I had a great weekend - it was just us as a family at home and I loved it. The glorified kiddie pool in our backyard has been amazing. DH and I went out for a date night - car hop diner and bike ride. It was wonderful to connect with just the two of us again and get outside while staying safe.
I'm really starting to spiral with the increased cases around the nation, lack of leadership, and thoughts around school. Also, not knowing what to tell people at work as we start seeing people come into contact and being on a 2 week quarantine. I don't want to adult anymore.
Thank you all for the good wishes. I’m spiraling about the Lyme a little. My dad has had it twice and, to my knowledge, has recovered completely. My very good friend got it almost 10 years ago, and it continues to be debilitating for her. It was not caught early for her, no bulls eye, and they didn’t figure it out until she was hospitalized for a 105° fever, Bell’s palsy, and many other issues. She has short term memory loss and Lyme- related arthritis. She had been a SVP at a huge national bank by age 35, and now she’s too mentally foggy to work. So I swung negative here.
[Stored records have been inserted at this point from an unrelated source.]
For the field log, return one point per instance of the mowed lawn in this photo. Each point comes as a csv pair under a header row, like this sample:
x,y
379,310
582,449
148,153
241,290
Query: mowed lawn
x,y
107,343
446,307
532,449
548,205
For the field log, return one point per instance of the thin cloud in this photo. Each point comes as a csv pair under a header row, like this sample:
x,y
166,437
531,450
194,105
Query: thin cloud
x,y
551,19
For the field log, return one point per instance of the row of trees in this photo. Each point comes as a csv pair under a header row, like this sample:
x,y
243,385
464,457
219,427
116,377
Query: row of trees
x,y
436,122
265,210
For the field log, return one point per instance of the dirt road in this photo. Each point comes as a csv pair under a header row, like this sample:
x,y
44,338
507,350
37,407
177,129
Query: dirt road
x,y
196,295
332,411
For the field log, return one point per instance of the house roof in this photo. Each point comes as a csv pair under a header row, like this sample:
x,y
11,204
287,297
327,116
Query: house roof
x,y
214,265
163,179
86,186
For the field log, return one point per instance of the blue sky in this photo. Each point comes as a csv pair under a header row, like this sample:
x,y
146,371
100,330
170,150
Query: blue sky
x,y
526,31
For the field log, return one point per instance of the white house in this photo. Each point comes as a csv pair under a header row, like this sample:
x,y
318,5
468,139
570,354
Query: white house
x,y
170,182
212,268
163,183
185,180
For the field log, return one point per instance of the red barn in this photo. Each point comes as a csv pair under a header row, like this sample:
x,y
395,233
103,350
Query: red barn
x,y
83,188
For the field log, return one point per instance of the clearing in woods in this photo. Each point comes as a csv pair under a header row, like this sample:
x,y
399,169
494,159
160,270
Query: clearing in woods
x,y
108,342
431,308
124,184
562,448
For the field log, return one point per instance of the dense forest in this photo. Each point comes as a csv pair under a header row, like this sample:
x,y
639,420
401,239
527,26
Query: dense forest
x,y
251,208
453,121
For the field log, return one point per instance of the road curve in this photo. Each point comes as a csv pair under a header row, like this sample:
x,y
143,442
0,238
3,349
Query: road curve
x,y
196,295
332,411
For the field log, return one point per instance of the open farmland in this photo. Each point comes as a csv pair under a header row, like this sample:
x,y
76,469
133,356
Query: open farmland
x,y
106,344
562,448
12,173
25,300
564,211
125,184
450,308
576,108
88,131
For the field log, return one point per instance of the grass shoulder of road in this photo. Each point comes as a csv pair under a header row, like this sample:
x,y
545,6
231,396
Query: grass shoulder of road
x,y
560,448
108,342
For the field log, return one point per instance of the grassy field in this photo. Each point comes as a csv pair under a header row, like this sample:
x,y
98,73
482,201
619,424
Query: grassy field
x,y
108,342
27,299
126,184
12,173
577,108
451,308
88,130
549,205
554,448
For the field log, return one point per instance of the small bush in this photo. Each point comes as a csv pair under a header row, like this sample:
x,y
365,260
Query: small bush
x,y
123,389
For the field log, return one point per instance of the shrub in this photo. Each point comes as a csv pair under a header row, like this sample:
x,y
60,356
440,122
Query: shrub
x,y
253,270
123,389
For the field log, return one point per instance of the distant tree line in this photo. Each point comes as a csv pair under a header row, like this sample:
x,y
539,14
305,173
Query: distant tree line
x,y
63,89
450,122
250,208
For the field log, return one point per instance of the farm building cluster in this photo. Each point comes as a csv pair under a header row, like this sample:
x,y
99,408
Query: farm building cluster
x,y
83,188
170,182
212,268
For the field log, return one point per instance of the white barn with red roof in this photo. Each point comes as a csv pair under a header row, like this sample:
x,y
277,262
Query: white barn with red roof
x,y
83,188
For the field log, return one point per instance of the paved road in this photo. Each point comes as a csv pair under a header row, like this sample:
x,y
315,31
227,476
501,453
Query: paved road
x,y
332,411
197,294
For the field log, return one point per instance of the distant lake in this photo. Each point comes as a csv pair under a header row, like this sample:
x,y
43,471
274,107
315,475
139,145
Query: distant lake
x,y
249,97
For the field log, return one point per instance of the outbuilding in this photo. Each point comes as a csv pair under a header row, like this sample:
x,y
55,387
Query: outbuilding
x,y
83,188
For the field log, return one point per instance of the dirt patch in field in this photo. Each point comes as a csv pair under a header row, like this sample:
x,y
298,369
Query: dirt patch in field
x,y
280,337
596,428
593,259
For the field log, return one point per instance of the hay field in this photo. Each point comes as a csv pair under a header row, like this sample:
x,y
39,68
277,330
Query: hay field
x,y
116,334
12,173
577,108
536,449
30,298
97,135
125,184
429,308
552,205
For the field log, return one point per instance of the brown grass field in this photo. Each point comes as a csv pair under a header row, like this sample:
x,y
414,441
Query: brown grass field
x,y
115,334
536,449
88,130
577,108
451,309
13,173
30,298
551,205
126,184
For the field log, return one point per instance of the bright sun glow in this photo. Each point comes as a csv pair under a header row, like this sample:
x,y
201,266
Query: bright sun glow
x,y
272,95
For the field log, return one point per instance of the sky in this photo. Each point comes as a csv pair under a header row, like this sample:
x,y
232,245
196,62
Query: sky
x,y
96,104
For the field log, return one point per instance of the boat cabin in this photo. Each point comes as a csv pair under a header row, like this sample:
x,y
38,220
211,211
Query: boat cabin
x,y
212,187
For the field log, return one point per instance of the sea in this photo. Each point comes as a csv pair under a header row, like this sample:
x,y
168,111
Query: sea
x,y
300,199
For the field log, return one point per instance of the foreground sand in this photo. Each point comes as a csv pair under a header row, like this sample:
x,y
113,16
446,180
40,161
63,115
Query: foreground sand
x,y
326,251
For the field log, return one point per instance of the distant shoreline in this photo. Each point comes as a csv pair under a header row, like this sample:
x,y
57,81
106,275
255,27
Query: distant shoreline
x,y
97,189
I’m relieved about DH. His attitude has changed in a big way after some very productive and respectful conversations. We have a long way to go but I’m hopeful.
rere- he’s slowly coming around, but yeah. He’s a moron. At least now we have a mask order. I heard this morning he’s threatening another complete shutdown if people don’t start acting like adults.
mae0111, I'm so sorry about the lyme! At least you caught it early and are getting her started on meds right away. That should help her recover more easily. I'm glad he agree to counseling though, that's huge! I hope it goes well for you.
Solidarity to all those struggling with masks/no masks and reopenings. Our state has flung the doors open, reopened everything, and masks are barely required in certain places like private businesses. Our school board meeting will review the plan for reopening tomorrow and last we heard, they're going to require masks for everyone and go back full time in person. Our town is full of so many anti-mask wackadoos that they're certainly not going to teach their kids to be respectful and wear masks during the school day. If anything, they'll be actively promoting and fighting that the kids NOT wear masks, which is going to make it all even more of a nightmare.
k3am , We are actually in Phase 4, but I feel like the phases are not universal across the states. coronavirus.illinois.gov/s/restore-illinois-introduction (just look at the chart half way down). I feel like they sort of cheated by saying that complete lockdown was phase 1 and mostly locked down was phase 2. So any kind of opening started in Phase 3.